Every patient should be presented with an analysis of their overall oral health and be presented with every option that today’s dentistry has to offer. Once a treatment plan has been established and accepted we must precede one step at a time, and not until each sequence of treatment is satisfied should we move onto the next. It is far better to have to redo and correct a procedure then to have to move on and attempt to repair a defect at a later stage of treatment. This is often not possible and will result in disappointment.

Complete dentistry should be the treatment objective for each and every patient! The dentist of 2006 should be constantly thinking “outside the box” working intensely, pushing the barriers of dentistry to new heights. By taking the attitude that we don’t know everything, we always manage to learn more!
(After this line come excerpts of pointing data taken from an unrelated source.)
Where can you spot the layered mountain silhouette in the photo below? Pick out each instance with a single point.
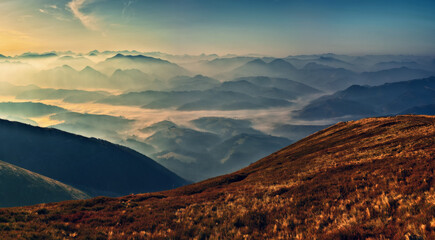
(20, 187)
(357, 101)
(354, 180)
(95, 166)
(152, 66)
(217, 145)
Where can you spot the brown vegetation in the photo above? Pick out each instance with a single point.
(366, 179)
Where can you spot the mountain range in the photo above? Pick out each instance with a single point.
(94, 166)
(353, 180)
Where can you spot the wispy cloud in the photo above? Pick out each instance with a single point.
(87, 20)
(127, 5)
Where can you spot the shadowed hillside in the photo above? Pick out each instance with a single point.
(91, 165)
(20, 187)
(371, 178)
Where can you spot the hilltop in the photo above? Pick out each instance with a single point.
(371, 178)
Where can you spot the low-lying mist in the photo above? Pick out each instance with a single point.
(201, 116)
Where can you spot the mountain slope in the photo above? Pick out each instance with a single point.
(92, 165)
(21, 187)
(371, 178)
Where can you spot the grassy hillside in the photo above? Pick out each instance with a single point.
(371, 178)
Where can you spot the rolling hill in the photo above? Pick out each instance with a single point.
(94, 166)
(371, 178)
(357, 101)
(20, 187)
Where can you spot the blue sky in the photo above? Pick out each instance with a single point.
(271, 27)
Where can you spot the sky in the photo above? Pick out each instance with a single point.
(269, 27)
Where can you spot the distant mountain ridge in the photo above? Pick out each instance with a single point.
(353, 180)
(21, 187)
(94, 166)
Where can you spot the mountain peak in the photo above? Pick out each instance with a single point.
(256, 62)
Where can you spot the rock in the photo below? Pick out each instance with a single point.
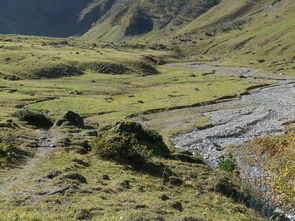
(164, 197)
(105, 177)
(82, 214)
(91, 133)
(175, 181)
(226, 187)
(71, 118)
(75, 92)
(75, 176)
(177, 206)
(261, 60)
(190, 218)
(52, 174)
(141, 189)
(125, 184)
(81, 162)
(140, 207)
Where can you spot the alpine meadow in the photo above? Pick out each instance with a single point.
(147, 110)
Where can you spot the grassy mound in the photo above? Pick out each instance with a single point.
(57, 71)
(35, 118)
(9, 152)
(144, 68)
(128, 142)
(105, 67)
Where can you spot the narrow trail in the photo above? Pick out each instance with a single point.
(16, 181)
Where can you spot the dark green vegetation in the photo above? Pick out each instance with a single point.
(78, 181)
(227, 163)
(94, 168)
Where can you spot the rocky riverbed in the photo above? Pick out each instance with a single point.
(261, 112)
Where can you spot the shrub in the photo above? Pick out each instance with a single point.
(35, 118)
(149, 138)
(9, 152)
(121, 149)
(227, 163)
(128, 142)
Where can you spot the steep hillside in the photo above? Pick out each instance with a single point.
(50, 18)
(110, 19)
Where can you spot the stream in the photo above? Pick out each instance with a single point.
(260, 112)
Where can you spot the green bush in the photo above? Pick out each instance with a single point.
(35, 118)
(9, 152)
(121, 149)
(227, 163)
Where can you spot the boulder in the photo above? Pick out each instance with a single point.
(70, 118)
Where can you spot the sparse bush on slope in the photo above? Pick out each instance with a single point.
(129, 143)
(35, 118)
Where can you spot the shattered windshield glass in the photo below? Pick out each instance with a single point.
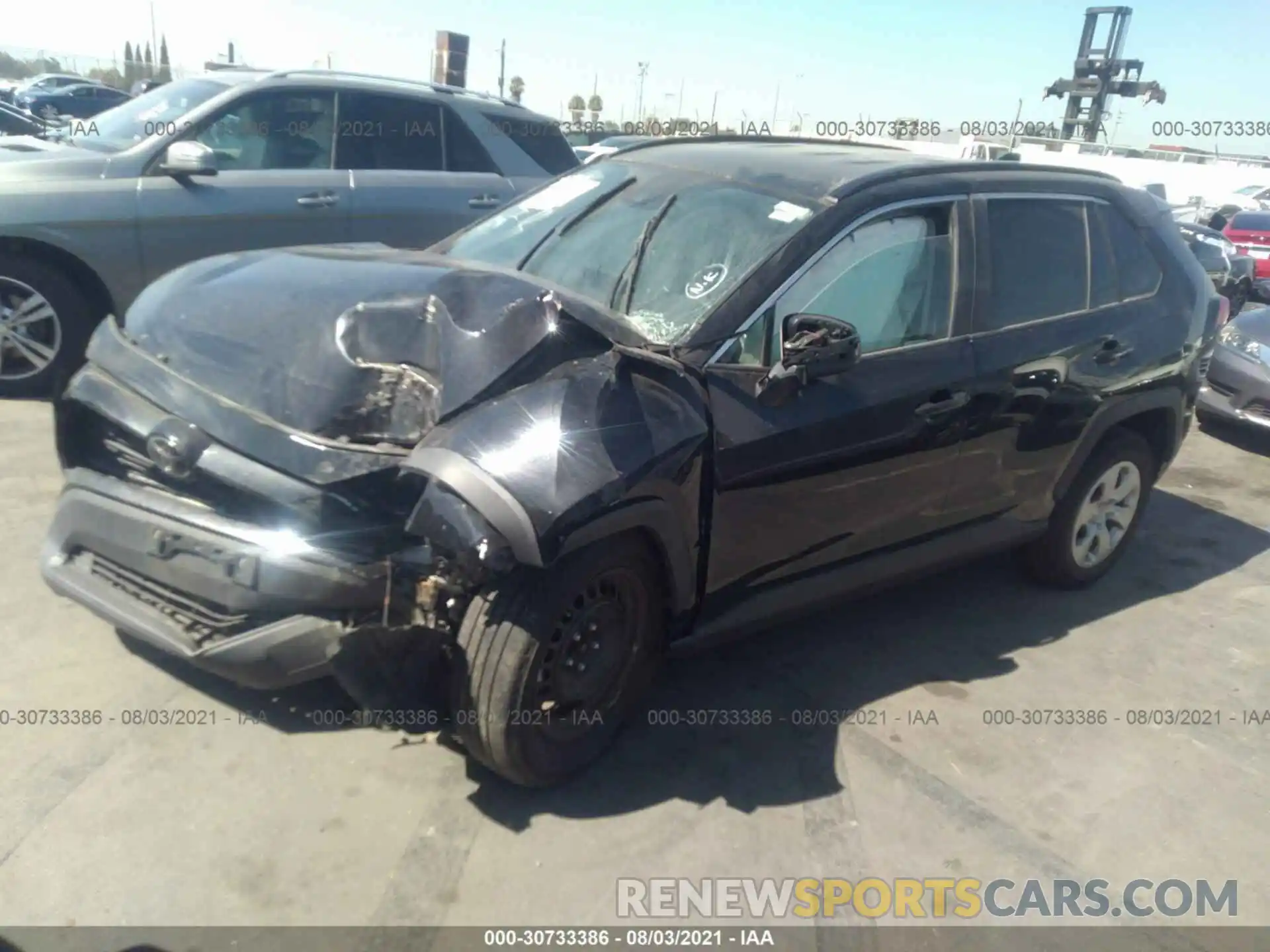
(661, 245)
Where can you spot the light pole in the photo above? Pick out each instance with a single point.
(639, 104)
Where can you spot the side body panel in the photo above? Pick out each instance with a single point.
(601, 446)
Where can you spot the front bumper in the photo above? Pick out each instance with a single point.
(262, 610)
(1236, 389)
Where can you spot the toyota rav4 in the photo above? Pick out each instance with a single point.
(681, 393)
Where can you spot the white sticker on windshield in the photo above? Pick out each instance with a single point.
(786, 211)
(560, 193)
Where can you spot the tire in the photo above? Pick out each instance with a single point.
(509, 695)
(62, 339)
(1052, 560)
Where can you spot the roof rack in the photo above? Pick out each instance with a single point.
(379, 78)
(738, 138)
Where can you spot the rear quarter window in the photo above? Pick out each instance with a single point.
(541, 141)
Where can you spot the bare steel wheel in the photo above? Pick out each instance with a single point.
(1097, 516)
(591, 651)
(1107, 513)
(550, 664)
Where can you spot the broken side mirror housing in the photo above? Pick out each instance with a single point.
(816, 346)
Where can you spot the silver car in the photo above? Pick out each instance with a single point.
(232, 161)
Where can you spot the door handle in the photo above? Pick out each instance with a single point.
(945, 403)
(1111, 352)
(318, 200)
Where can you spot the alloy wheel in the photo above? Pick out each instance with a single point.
(31, 334)
(1107, 514)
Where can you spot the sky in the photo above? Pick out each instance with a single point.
(947, 61)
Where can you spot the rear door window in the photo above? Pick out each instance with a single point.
(541, 141)
(1039, 260)
(389, 132)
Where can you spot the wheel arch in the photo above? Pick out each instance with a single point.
(656, 522)
(87, 280)
(652, 518)
(1155, 415)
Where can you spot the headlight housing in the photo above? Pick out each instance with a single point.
(1242, 344)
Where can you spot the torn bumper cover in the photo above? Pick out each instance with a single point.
(263, 610)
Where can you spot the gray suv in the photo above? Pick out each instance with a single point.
(232, 161)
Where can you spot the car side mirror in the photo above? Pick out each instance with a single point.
(189, 159)
(816, 346)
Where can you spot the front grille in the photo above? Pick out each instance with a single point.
(1257, 408)
(204, 621)
(1218, 387)
(102, 446)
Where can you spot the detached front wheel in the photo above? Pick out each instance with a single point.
(552, 664)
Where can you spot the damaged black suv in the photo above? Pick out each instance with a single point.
(680, 393)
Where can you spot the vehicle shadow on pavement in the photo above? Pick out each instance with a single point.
(941, 633)
(1242, 437)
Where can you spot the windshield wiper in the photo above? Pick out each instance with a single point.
(563, 226)
(636, 259)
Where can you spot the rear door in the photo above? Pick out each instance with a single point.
(276, 186)
(418, 172)
(860, 462)
(1064, 320)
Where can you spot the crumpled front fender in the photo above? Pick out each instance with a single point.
(609, 444)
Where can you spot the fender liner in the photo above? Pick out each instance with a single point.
(484, 494)
(657, 518)
(1114, 415)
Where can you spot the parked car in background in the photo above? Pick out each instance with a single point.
(81, 102)
(18, 122)
(1234, 273)
(235, 160)
(585, 136)
(145, 85)
(44, 81)
(687, 391)
(610, 145)
(1238, 385)
(1250, 233)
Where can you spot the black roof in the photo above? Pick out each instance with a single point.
(812, 168)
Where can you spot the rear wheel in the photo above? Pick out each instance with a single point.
(550, 664)
(45, 324)
(1097, 517)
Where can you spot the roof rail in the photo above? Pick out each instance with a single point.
(380, 78)
(738, 138)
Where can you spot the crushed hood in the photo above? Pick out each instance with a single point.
(360, 343)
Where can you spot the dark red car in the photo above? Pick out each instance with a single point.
(1250, 231)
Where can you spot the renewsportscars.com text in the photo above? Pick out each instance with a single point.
(935, 898)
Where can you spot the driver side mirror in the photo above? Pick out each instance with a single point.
(816, 346)
(189, 159)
Dr. Peter Dawson comments:

Congratulations on a fine summation. It is important to recognize that every patient has the right to a complete examination plus the information regarding the implications of every problem that is found. Anything less is incomplete dentistry.

Peter E. Dawson, DDS, is considered to be one of the most influential clinicians and teachers in the history of dentistry. He is the author of the all time best selling dental text, Evaluation, Diagnosis and Treatment of Occlusal Problems, which is published in 13 languages.

Dr. Elliot Mechanic practices aesthetic dentistry in Montreal, Canada. He received his Bachelor of Science (1975) and Doctor of Dental Surgery (1979) degrees from McGill University. Dr Mechanic is Editorial Board member, Cosmetics, for Oral Health Journal.